R(ever the .. er ... plotician): Ok, Squee, you look innocent, professors smile at you. You go, we'll look over your shoulder and smile like angels. Tell him we've been looking for him since eternity. Tell him the papers are dynamite. Tell him hemlock is nothing compared to what we have for him. Forget nothing, reveal all! Ask him if we should drop 'em into his pigeon-hole in the office.
S(rolling eyes): Fat conniving ______
B(ok, you really just had to be there): Giggles, hohoho, heehaw. Oooh, I'm so nervous! We're soooooooo dead! (yea, she said it like being killed by Him was equivalent to a really good .. er ... uhm ... organism? ... uhm ... chocolate. chocolate.)
So then, Squee does a hoopla and canters up to Him. She pauses half a second to paste the Angelic Smile. If you'd seen Squee, you would know what I mean. That woman is an adorable devil in disguise. Very useful to us, therefore.
S(buck-toothed and beaming): Uhh, SIR?!?!
He-who-leaves-ze-fish-scrounging-4-her-gills(startled swirl): Eh? (very very wary)
B(gasping for breath, a loony toon): S-S-S-S-SIR! (yes, like S-s-s--rook khan)
R(sniffing and coughing in self defense): Er ... (hand outstretched)
S(undaunted): Sir, we were wondering ... (oh dear, she lost the thread!) .. term ... glub glub ...
B(hysterical): He loves me, he loves me not... he loves me ... (of course, she was saying it in Greek)
R(not to be left out of the action, violently swinging arms and other flabby parts of torso): Sir! Pigeon? But, Sir Sir! Pigeon!
Bemused Delegates accompanying Him: Aah, girls these days, I tell you!

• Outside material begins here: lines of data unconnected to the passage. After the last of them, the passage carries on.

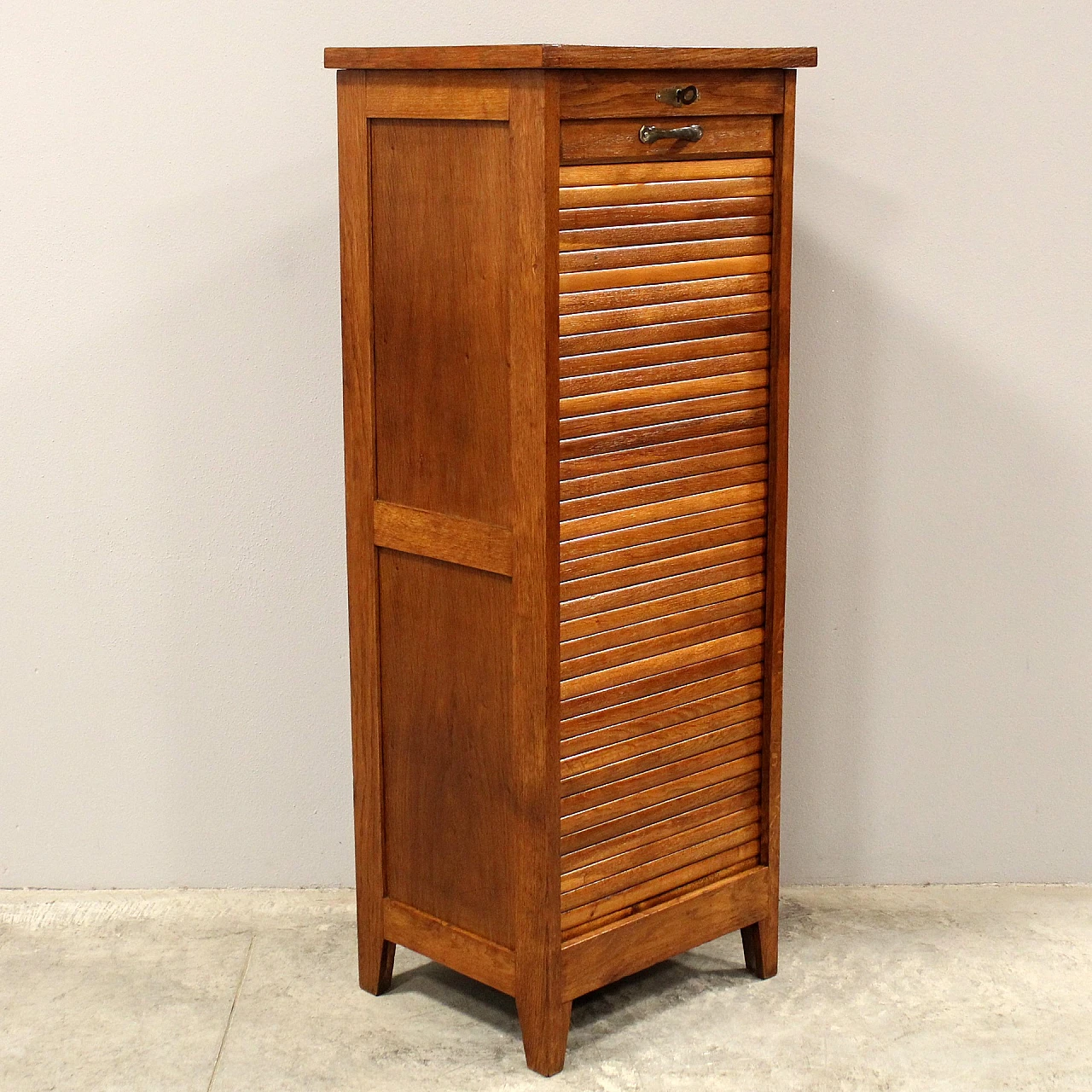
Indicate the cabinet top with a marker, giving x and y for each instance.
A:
(568, 57)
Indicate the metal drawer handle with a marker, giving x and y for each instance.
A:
(648, 133)
(678, 96)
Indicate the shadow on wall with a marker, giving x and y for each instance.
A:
(187, 713)
(938, 623)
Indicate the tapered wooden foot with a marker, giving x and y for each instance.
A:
(377, 966)
(760, 947)
(545, 1036)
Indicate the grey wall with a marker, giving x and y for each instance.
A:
(172, 671)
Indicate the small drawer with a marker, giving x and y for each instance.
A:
(607, 139)
(604, 94)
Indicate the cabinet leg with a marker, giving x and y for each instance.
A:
(377, 964)
(760, 947)
(545, 1036)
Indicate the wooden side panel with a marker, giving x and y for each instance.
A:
(664, 465)
(375, 952)
(445, 639)
(440, 245)
(544, 1013)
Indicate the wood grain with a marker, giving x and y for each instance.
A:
(375, 955)
(447, 820)
(438, 94)
(711, 424)
(441, 338)
(643, 295)
(740, 593)
(670, 745)
(701, 810)
(619, 701)
(566, 57)
(659, 932)
(688, 230)
(643, 574)
(596, 94)
(588, 141)
(674, 471)
(532, 351)
(671, 312)
(447, 944)
(753, 241)
(654, 665)
(743, 429)
(743, 178)
(662, 624)
(666, 273)
(730, 792)
(599, 218)
(444, 537)
(701, 699)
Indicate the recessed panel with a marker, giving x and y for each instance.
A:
(445, 655)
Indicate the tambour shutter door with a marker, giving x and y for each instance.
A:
(664, 340)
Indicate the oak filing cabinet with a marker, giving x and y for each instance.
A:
(565, 293)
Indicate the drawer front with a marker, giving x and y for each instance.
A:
(664, 377)
(619, 137)
(596, 94)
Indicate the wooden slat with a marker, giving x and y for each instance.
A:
(682, 311)
(662, 510)
(605, 591)
(630, 174)
(665, 746)
(666, 775)
(465, 952)
(639, 553)
(655, 665)
(743, 429)
(659, 643)
(456, 96)
(444, 537)
(682, 486)
(620, 480)
(687, 230)
(631, 825)
(659, 696)
(743, 593)
(658, 932)
(700, 812)
(574, 303)
(599, 94)
(661, 374)
(736, 178)
(701, 771)
(619, 701)
(375, 955)
(580, 219)
(748, 334)
(679, 743)
(624, 421)
(594, 881)
(697, 699)
(658, 624)
(755, 242)
(589, 139)
(665, 273)
(587, 903)
(568, 57)
(661, 394)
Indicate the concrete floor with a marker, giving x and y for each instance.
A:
(932, 989)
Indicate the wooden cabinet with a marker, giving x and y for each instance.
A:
(566, 367)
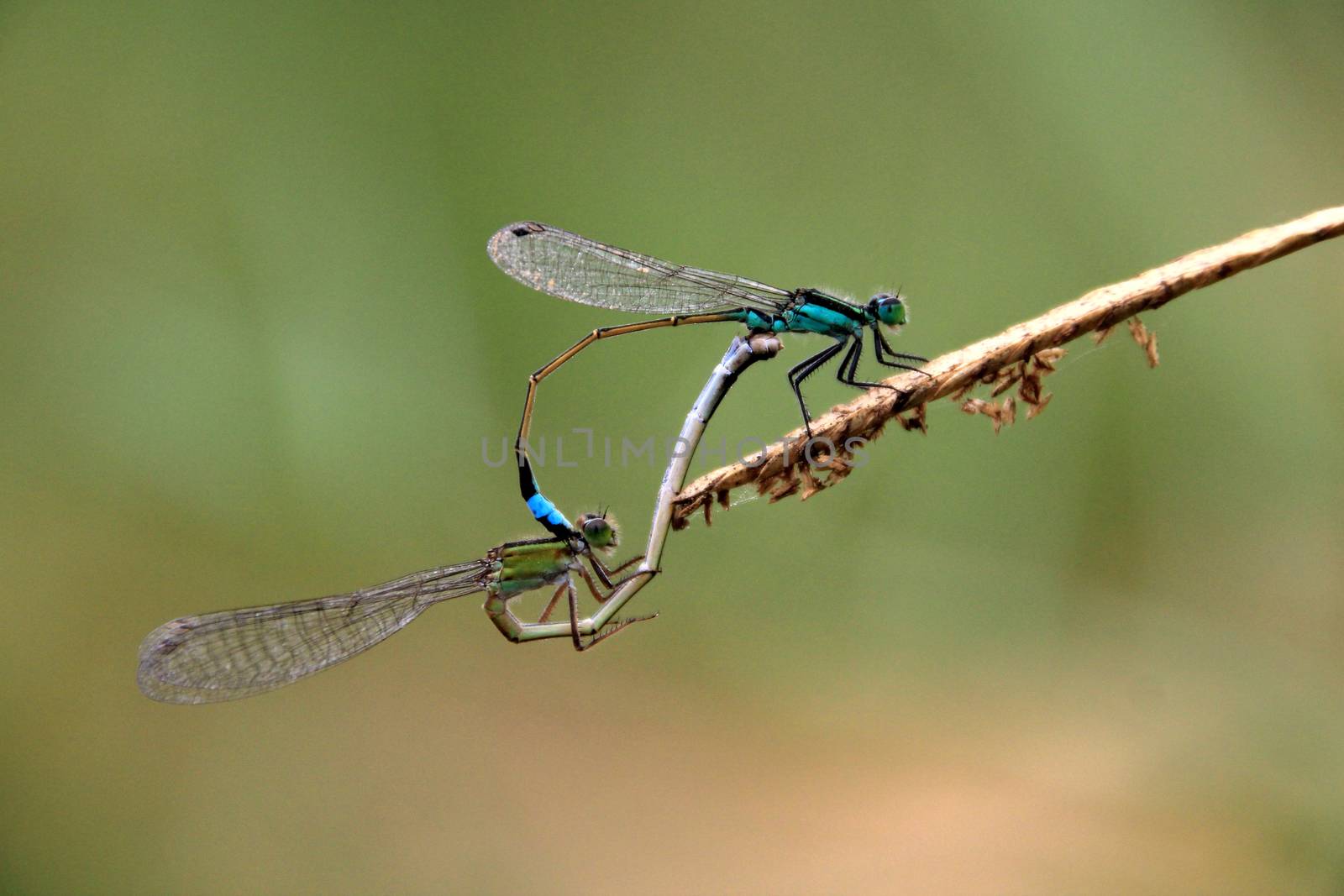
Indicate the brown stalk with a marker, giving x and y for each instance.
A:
(1019, 356)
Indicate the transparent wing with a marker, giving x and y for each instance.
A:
(237, 653)
(585, 270)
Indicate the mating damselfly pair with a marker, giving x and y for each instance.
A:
(239, 653)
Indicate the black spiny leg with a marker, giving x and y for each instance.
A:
(890, 358)
(806, 369)
(850, 365)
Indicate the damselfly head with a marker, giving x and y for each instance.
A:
(598, 531)
(889, 308)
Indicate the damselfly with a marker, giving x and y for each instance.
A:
(239, 653)
(584, 270)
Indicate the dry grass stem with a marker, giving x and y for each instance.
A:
(1021, 358)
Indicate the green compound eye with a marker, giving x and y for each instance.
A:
(597, 531)
(889, 309)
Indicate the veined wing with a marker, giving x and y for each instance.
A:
(237, 653)
(585, 270)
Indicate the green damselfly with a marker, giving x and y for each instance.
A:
(239, 653)
(584, 270)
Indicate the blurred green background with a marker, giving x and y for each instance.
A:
(250, 344)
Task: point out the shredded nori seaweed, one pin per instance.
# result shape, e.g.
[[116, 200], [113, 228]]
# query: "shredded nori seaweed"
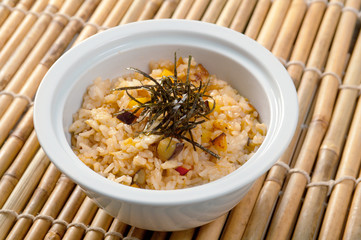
[[175, 106]]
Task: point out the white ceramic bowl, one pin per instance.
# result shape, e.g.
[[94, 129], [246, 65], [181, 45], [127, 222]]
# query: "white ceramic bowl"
[[249, 67]]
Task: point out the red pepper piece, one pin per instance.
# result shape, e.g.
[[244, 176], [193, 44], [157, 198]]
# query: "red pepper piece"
[[182, 170]]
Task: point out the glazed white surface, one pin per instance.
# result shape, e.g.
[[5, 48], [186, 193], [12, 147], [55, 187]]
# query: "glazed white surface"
[[233, 57]]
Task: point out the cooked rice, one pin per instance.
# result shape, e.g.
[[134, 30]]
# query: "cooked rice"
[[116, 151]]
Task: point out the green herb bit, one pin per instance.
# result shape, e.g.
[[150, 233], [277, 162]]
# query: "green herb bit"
[[174, 108]]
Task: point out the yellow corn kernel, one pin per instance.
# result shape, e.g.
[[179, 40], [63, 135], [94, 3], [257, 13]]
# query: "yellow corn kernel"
[[133, 103], [166, 148], [128, 141], [220, 142], [217, 108], [206, 135], [220, 124]]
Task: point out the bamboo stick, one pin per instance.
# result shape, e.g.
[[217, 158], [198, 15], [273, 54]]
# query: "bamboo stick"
[[29, 89], [338, 204], [353, 229], [243, 15], [14, 20], [11, 177], [83, 217], [269, 193], [329, 152], [213, 11], [228, 13], [37, 52], [67, 214], [4, 12], [15, 141], [14, 41], [182, 9], [23, 191], [119, 227], [239, 215], [305, 39], [101, 220], [182, 235], [197, 10], [137, 233], [97, 18], [159, 236], [213, 229], [51, 208], [286, 211], [288, 32], [166, 9], [272, 24], [257, 19], [36, 202], [117, 13], [134, 11], [150, 9]]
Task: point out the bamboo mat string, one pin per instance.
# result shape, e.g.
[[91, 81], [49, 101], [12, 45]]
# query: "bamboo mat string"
[[166, 9], [213, 11], [330, 149], [116, 14], [150, 9], [134, 11], [182, 9], [257, 19], [276, 176], [287, 209], [197, 10], [228, 12], [243, 15]]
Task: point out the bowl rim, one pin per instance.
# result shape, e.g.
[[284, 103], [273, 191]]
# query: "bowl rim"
[[225, 185]]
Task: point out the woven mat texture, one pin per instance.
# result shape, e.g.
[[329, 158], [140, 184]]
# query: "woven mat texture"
[[312, 192]]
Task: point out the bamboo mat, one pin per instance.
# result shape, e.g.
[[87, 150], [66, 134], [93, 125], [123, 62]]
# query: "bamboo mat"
[[312, 192]]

He-who-etc: Hain dao (mildly embarassed)
Rainbeau catches hold of a swooning Fish.
p.s.:- Should there be no posts following this one, dear readers, point all fingers at Babelfish, and look for my bloated carcass in the JU jheel, where the Fish conducts various nefarious activities, most popular of them being to dunk unknowing batchmates into cold and filthy water.